Data from Statistics Estonia show that consumer price inflation was 3.4% in February, with prices up 1.3% on the previous month.Preliminary estimates put inflation in the euro area at 2% and prices had stopped falling in all the euro area countries according to the latest data from January. Higher inflation reduces the purchasing power of consumers, but it could be the long-awaited sign of increasing economic activity.


Inflation has risen mainly because of external factors, particularly the rise in the price of oil and food. Food prices are rising on the Estonian and European Union markets mainly because the oversupply that was exacerbated by the loss of the Russian market in 2014 has relented. A second reason is that the weather has been bad in southern Europe this year and the bad weather has harmed fruit and vegetable crops. Prices for unprocessed food, including garden produce, rose in the euro area at a record rate of 5.2% in February.
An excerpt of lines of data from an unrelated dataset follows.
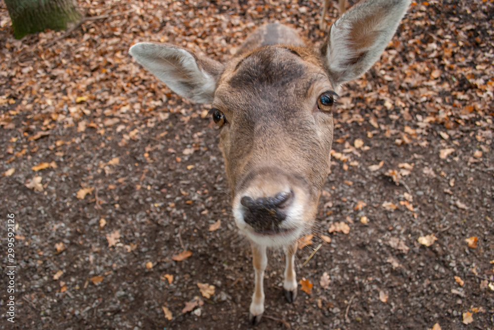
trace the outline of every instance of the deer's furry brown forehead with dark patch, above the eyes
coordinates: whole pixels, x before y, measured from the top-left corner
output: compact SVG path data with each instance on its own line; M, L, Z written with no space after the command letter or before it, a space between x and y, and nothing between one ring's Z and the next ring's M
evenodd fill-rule
M219 79L213 106L226 111L246 106L259 109L261 104L282 108L283 105L301 106L317 97L313 93L322 92L313 87L322 84L331 89L320 59L309 49L265 46L227 65Z

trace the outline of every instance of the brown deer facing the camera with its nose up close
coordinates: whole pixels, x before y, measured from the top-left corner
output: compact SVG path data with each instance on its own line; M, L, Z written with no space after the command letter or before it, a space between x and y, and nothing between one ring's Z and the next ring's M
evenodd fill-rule
M211 105L233 218L252 249L251 325L264 313L267 248L284 249L283 289L288 302L297 296L297 240L311 230L329 174L338 93L380 58L410 3L364 0L329 27L320 47L294 28L262 25L226 63L173 44L129 49L173 92Z

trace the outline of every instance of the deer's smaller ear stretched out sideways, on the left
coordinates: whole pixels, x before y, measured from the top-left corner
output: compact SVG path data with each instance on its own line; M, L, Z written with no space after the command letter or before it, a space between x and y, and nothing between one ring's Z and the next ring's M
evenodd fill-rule
M223 70L219 62L182 47L154 42L136 43L129 54L178 95L196 103L213 101Z

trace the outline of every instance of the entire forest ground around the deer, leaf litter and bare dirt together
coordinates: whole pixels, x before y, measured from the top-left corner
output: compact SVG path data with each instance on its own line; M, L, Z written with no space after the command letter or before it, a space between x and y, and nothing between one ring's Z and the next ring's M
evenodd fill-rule
M274 21L321 42L321 2L85 1L94 19L20 41L1 3L0 329L248 328L249 244L208 107L127 50L167 41L225 60ZM297 253L312 293L288 304L271 252L257 329L494 328L493 7L413 2L380 62L344 87L314 237Z

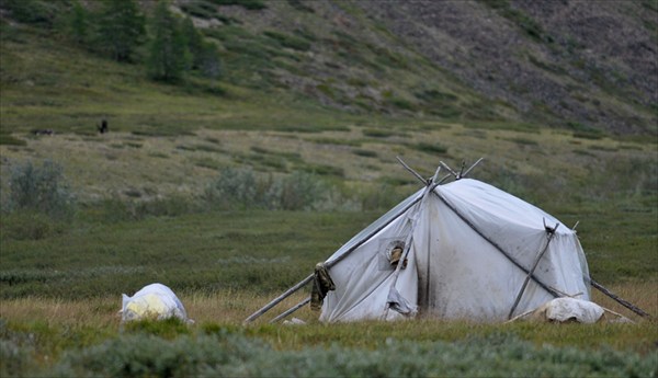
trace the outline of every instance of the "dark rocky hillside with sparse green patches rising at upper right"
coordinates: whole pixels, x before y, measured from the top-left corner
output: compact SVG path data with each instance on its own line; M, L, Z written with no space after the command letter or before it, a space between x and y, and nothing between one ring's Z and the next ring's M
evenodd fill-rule
M258 79L332 106L657 130L656 0L177 4Z

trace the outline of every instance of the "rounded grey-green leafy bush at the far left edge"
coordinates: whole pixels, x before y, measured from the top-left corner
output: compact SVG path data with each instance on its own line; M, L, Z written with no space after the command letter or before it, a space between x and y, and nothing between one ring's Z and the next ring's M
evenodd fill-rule
M12 168L9 179L9 211L30 210L65 218L72 215L75 197L64 182L63 168L46 160L41 167L32 162Z

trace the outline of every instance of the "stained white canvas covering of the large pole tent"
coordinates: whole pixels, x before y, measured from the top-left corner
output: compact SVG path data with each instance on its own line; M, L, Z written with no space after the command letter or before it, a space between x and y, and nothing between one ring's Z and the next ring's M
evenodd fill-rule
M531 279L514 313L553 299L546 287L582 293L589 300L580 242L553 216L477 180L462 179L423 193L411 195L327 260L342 259L329 268L337 288L325 298L321 321L393 320L412 317L416 309L447 319L506 320L544 249L534 271L543 285ZM545 225L558 225L549 242ZM396 266L387 256L390 245L400 243L408 249L408 263L396 279Z

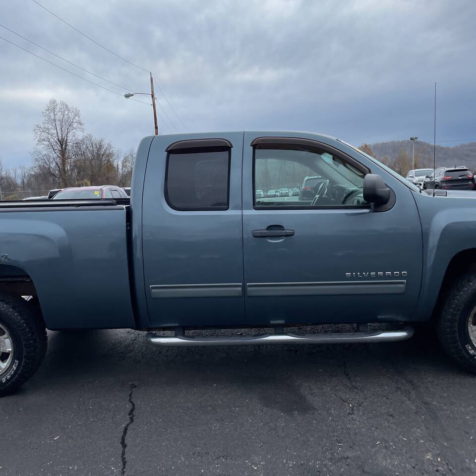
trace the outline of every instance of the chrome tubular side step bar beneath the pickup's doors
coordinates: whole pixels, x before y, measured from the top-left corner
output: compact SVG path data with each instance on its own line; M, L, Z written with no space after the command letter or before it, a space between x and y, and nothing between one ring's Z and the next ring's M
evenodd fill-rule
M343 332L329 334L255 334L250 336L195 337L177 335L158 336L153 332L146 339L156 346L269 346L273 344L345 344L404 341L413 336L413 328L405 327L399 331Z

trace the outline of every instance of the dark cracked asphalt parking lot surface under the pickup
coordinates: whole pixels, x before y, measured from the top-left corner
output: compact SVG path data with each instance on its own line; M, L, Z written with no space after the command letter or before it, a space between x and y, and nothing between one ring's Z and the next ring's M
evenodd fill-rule
M0 475L473 475L476 377L424 339L160 349L50 332Z

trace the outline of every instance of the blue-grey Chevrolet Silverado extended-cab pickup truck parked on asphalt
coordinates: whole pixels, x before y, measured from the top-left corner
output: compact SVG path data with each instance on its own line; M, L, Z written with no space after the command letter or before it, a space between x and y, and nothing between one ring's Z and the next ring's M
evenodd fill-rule
M306 177L322 178L308 199L256 194ZM475 211L474 192L421 191L327 135L146 137L130 199L0 204L0 394L39 367L46 329L132 328L159 346L373 343L427 321L476 372ZM323 323L351 331L308 332Z

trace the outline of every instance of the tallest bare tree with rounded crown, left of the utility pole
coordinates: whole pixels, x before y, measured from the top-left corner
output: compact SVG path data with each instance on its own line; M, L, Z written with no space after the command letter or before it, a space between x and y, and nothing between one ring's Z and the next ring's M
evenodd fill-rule
M70 184L74 145L83 130L79 109L56 99L50 99L43 110L43 122L33 129L38 146L33 151L34 163L40 171L57 179L62 187Z

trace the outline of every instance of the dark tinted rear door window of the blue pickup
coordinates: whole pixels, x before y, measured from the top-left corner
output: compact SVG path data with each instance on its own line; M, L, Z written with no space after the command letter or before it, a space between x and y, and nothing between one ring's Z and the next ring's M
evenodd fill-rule
M230 149L172 150L167 156L165 197L176 210L227 210Z

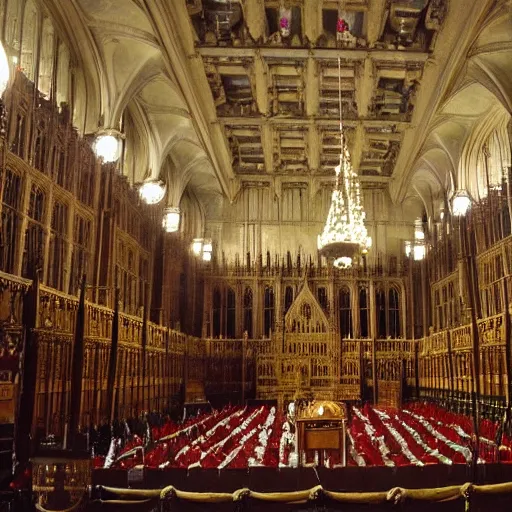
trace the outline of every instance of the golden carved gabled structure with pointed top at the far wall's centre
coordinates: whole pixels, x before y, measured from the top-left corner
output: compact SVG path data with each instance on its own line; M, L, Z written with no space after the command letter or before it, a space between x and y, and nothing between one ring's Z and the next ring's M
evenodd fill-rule
M256 360L258 399L277 400L280 407L340 399L340 340L307 281L266 343Z

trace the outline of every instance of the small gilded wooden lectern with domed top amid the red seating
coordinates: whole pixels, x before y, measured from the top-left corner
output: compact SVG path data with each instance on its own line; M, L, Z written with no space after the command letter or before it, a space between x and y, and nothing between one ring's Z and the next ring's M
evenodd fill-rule
M312 402L298 411L296 419L297 449L303 452L318 450L319 463L323 465L324 450L338 452L342 466L347 465L346 455L346 404L331 401Z

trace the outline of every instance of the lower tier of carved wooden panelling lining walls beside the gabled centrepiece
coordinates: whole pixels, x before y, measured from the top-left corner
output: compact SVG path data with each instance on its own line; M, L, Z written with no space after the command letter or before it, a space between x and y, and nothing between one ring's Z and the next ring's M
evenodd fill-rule
M4 311L0 328L3 336L12 338L16 329L23 331L21 297L31 283L9 280L6 275L0 275L0 280L5 290L0 304ZM34 329L38 350L34 431L39 431L39 435L64 435L70 403L75 399L70 396L70 376L78 300L40 286L38 304ZM113 320L112 310L85 302L81 396L84 427L109 421L107 372ZM507 394L504 316L479 320L477 327L482 395L504 397ZM241 399L244 379L246 393L254 392L254 386L271 389L281 371L276 361L281 349L278 344L277 339L194 338L120 313L114 382L117 416L167 410L187 379L203 381L209 397L231 401ZM475 382L473 345L470 325L433 333L420 340L342 340L339 385L349 386L353 396L364 385L373 385L372 379L384 382L394 376L395 380L405 377L411 388L417 381L420 389L445 396L469 393Z

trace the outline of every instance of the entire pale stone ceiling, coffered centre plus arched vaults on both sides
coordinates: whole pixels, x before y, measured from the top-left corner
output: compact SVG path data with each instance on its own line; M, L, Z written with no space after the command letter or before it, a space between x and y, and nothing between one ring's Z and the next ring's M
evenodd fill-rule
M363 186L397 203L470 187L471 144L510 118L510 0L43 2L83 70L85 131L121 128L129 179L206 215L244 181L332 180L340 88Z

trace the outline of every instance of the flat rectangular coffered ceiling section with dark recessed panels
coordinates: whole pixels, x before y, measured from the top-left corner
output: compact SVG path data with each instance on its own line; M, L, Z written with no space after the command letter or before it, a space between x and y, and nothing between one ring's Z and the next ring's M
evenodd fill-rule
M234 172L332 174L341 96L355 170L382 184L393 174L443 6L190 0Z

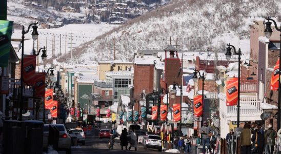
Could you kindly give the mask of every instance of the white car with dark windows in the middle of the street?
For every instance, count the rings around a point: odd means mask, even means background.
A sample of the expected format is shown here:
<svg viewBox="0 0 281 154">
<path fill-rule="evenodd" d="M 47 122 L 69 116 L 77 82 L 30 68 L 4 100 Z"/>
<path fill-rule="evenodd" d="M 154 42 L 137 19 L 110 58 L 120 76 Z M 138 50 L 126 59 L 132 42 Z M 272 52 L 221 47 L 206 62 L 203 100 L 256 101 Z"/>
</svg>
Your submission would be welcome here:
<svg viewBox="0 0 281 154">
<path fill-rule="evenodd" d="M 154 148 L 162 151 L 162 141 L 160 136 L 148 135 L 144 143 L 144 148 Z"/>
</svg>

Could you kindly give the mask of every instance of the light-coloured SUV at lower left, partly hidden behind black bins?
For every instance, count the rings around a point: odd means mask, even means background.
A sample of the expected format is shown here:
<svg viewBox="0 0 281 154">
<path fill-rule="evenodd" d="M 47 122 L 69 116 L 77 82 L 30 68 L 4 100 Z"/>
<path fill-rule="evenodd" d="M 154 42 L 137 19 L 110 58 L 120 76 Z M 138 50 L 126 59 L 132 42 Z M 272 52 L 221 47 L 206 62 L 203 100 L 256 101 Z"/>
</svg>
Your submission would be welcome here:
<svg viewBox="0 0 281 154">
<path fill-rule="evenodd" d="M 43 132 L 43 148 L 48 148 L 49 127 L 55 126 L 59 130 L 58 150 L 65 150 L 67 154 L 71 154 L 71 138 L 63 124 L 45 124 Z"/>
</svg>

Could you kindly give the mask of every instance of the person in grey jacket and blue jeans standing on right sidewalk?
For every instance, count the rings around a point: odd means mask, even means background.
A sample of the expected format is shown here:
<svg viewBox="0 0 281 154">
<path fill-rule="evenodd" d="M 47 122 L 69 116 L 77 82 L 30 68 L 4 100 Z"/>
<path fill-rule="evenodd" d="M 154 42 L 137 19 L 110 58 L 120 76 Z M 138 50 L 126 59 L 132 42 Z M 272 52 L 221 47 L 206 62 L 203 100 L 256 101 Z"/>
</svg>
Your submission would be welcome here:
<svg viewBox="0 0 281 154">
<path fill-rule="evenodd" d="M 202 135 L 202 143 L 203 143 L 203 153 L 206 153 L 206 144 L 207 148 L 209 149 L 209 153 L 211 152 L 211 147 L 210 147 L 210 139 L 213 134 L 213 129 L 208 126 L 207 121 L 203 122 L 204 126 L 201 128 L 201 135 Z"/>
</svg>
More stable rises in commodities prices will be supported by the narrower fluctuations in the oil price on world markets after its jump to 55 dollars at the end of November following the OPEC agreement to cut production. Commodities prices on world markets are still relatively low in historical terms.


The causes of higher inflation in Estonia are about the same as those elsewhere in the euro area. Around one quarter of inflation in February was due to motor fuels being 23% more expensive than a year earlier, and the continuing broad-based rise in prices for food products. One reason that inflation in Estonia has been higher than the euro area average is that excise rates have risen. Excise on motor fuels, alcohol and tobacco lifted inflation by around one percentage point in February. Core inflation, which covers manufactured goods and services, has also picked up a little in recent months, and it reached 1.3% in February. It is mainly prices for services that have risen, while prices for manufactured goods have climbed more slowly because of cheap import prices.